You probably can. Despite the vigilance of the World Anti-Doping Agency and its regional affiliates, it’s getting easier, not harder, for drug cheats to avoid detection. This is because the people helping them do it are much better funded than the people trying to stop them. Only poorly supported athletes – usually from poor countries – still shoot up for weeks before an event and then hope it doesn’t show up in their urine. Their better-resourced rivals rely on things like micro-dosing, a more targeted system which works like nicotine patches and is virtually undetectable a few hours later. Even if they get caught there is an upside, because one of the most popular banned substances, HGH, has been shown to not just boost existing muscle fibres but prompt the growth of new ones. So the risk is temporary but the benefit is permanent. This explains why athletes who come back from long bans often perform better than they did before. Justin Gatlin, the man who came closest to beating Usain Bolt recently, was suspended twice for a total of six years. But at 33 he is now setting world records. He’s not a freak and not alone. 66 of the athletes competing in Beijing – more than the entire Australian contingent – have had drug bans at some point in their careers.

When the IAAF embraced professionalism 40 years ago they were bowing to the inevitable. It’s time they adopted a similarly pragmatic attitude to drugs. While the rewards are so high and the chances of detection so low athletes will continue to use them. So the new IAAF president has a choice. He can keep doing what his predecessors did and hope for a different result, or he can do something different. Instead of maintaining an unenforceable ban, he can lift it. And he can encourage the companies who manufacture performance enhancing drugs to make them available to all athletes, not just the rich ones.

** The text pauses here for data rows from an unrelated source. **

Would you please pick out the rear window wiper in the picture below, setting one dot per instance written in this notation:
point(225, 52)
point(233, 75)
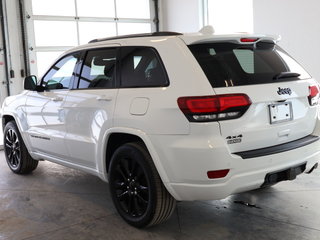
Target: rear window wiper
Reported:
point(285, 75)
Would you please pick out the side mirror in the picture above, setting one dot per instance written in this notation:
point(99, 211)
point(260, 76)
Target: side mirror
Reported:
point(30, 83)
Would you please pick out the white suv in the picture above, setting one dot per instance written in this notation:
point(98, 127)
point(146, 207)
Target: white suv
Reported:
point(165, 117)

As well as creating the first truly level playing field for international athletics, this would also dramatically increase its televisual appeal. Now even the most inconsequential meetings would hold the prospect of records being broken and established champions being unseated by newcomers. The already massive TV audiences for events like the Olympics and the World Championships would get even bigger, and advertisers and sponsors would be happy to dig even digger to have skin in the game. In fact the only people who wouldn’t be happy would be the clean athletes. If there are any.